«И ныне существует многовековое уважение к языческому кресту»
— Порато дельно, девоцька, что приехала, — встречает меня хозяйка, приветствуя на пинежском старинном говоре.
Дина Александровна — небольшого роста, белокожая, с бездонными голубыми глазами. По описанию точно «чудь белоглазая».
— Мы с сестрами были записаны как русские, но всегда знали, что мы — потомки народа чудь заволочская, что жил до славян на Пинеге и Вые, — говорит Дина Кокорина. — Много следов их осталось в названиях рек и деревень: Чудово, Чудиново, Чудовская… Народная память хранит многое.
Житель деревни Чудиново, что стоит на берегу Пинеги, Трофим Алексеевич Шульгин рассказывал хозяйке, что у них «с прилавка вымывает водой черные бани, каменья» (от печи-каменки). От стариков он знал, что когда чудь отступала на Вашку, в озеро Чаросово спустили котел золота.
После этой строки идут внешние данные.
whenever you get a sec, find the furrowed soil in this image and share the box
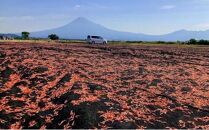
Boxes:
[0,42,209,129]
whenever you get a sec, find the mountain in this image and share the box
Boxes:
[30,17,209,41]
[30,17,151,40]
[159,29,209,41]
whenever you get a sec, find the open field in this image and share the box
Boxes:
[0,42,209,129]
[1,39,209,47]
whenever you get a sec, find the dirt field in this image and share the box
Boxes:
[0,42,209,129]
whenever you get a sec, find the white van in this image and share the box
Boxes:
[87,35,107,44]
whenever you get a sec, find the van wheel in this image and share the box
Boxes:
[103,42,106,44]
[92,41,95,44]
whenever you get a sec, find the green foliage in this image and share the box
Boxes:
[188,39,197,44]
[22,31,30,39]
[14,37,23,40]
[188,39,209,45]
[198,39,209,45]
[126,41,143,43]
[157,41,166,44]
[48,34,59,40]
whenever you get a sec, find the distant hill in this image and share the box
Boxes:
[0,33,20,38]
[159,29,209,41]
[29,17,209,41]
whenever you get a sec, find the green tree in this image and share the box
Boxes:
[199,39,209,45]
[48,34,59,40]
[188,39,197,45]
[22,32,30,39]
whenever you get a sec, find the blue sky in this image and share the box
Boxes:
[1,0,209,34]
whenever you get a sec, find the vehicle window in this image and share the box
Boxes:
[92,36,100,39]
[87,35,90,39]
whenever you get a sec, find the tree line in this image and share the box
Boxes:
[187,39,209,45]
[21,32,59,40]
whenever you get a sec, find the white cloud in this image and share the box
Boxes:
[190,23,209,30]
[74,4,81,9]
[0,16,34,21]
[161,5,176,10]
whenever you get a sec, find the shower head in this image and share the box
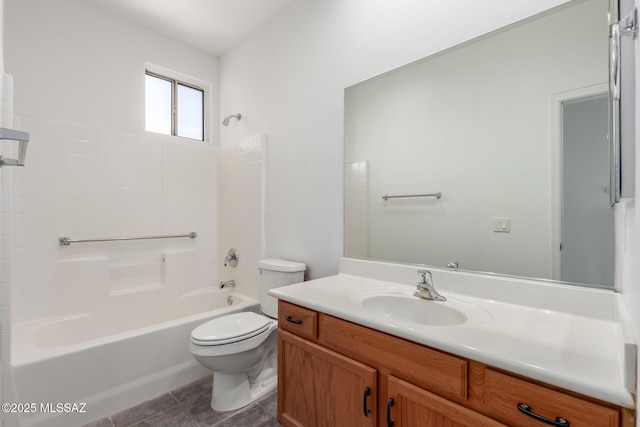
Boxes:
[222,113,242,126]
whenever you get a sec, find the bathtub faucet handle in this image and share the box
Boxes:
[224,248,239,267]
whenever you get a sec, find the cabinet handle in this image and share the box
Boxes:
[284,315,302,324]
[363,387,371,417]
[386,397,395,427]
[517,403,570,426]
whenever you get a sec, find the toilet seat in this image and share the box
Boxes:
[191,312,272,346]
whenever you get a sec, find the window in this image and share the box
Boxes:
[145,71,205,141]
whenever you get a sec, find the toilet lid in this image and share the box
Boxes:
[190,312,272,346]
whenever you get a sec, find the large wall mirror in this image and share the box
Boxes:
[344,0,617,289]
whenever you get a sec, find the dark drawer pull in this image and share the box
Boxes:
[517,403,569,426]
[386,397,395,427]
[284,315,302,324]
[363,387,371,417]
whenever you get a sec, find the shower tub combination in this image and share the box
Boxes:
[9,288,259,427]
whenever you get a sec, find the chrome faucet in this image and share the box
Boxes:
[219,280,236,289]
[414,270,446,301]
[224,248,239,267]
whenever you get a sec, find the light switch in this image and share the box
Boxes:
[493,217,510,233]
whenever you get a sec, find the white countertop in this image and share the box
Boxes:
[269,262,636,409]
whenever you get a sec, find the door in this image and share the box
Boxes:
[386,376,506,427]
[278,330,377,427]
[561,93,614,287]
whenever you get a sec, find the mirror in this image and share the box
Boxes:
[344,0,614,288]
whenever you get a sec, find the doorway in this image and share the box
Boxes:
[560,92,614,287]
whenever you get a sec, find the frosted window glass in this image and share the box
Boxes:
[145,74,172,135]
[177,83,204,140]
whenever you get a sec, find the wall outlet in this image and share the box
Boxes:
[493,217,510,233]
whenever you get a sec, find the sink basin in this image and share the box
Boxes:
[360,295,467,326]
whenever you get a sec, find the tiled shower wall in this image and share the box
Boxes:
[10,116,218,323]
[217,136,266,301]
[344,161,369,259]
[1,72,16,422]
[0,121,13,426]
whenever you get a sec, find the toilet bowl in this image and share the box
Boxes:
[189,259,306,412]
[189,312,278,412]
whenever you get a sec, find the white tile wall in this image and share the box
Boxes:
[217,135,266,300]
[1,72,15,424]
[1,118,15,426]
[10,116,218,323]
[344,161,369,258]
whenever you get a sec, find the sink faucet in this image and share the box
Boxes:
[414,270,446,301]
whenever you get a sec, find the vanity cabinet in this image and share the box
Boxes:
[278,300,633,427]
[387,375,505,427]
[279,330,377,427]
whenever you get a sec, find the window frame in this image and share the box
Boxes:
[144,64,209,142]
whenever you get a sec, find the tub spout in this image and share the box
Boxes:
[219,280,236,289]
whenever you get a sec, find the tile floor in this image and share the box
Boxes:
[82,375,281,427]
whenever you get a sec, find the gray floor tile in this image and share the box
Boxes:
[111,394,180,427]
[97,376,280,427]
[255,392,277,418]
[130,405,198,427]
[181,392,231,427]
[81,417,114,427]
[172,375,213,406]
[215,404,280,427]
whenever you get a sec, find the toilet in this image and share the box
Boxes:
[189,259,306,412]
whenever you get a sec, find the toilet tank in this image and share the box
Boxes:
[259,259,306,318]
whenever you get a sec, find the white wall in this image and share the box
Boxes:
[219,0,572,279]
[4,0,219,138]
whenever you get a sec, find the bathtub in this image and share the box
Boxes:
[9,289,260,427]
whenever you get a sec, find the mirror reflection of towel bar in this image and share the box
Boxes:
[382,192,442,201]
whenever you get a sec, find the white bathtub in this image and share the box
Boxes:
[9,290,260,427]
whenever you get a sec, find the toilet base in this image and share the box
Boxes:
[211,367,277,412]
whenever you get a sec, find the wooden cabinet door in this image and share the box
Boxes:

Когда за Пинегу переходили по слуде (высокому берегу), опять положили котел с золотом, и каждый, кто проходил мимо, клал горсть земли. Вот так и образовался бугор высотой до десяти метров и в окружности метров двадцать. Он и сейчас из деревни виден хорошо.
О житие чуди в Гаврилове Дине Александровне поведал в пятидесятых годах местный житель Александр Васильевич Нафанин.
— От старожилов он узнал, что было там два чудских княжества — Выйское и Гавриловское. Находили там и их оружие — твердые как кость деревянные луки, а также колбы, где хранились стрелы. Нити у лука были сделаны из бараньих кишок. У стрел на конце было три тетеревиных пера, а на конце накована железина. Из луков поменьше стреляли белку, из тех, что побольше, — зверей.
Дина Александровна рассказывает и о других следах древних жителей в здешних местах. Например, на реке Илеше есть два небольших луга под названием Чудоверы. Само название говорит о чуди; здесь можно и сейчас различить когда-то пахотную землю.
За Пинегой, в деревне Керга, тоже жила чудь. Там есть ямы, которые местные считают чудскими могилами. Чудь будто бы сама себя хоронила. То есть вырывали яму, на столбики накладывали хворост, сверху засыпали землей. Потом туда заползали, столбики выталкивали ногой — земля засыпала живых… И за Юмижем, по рассказам стариков, есть место, где, как считают, чудь давилась — хоронила себя под землей, чтобы не попасть в руки новгородцев.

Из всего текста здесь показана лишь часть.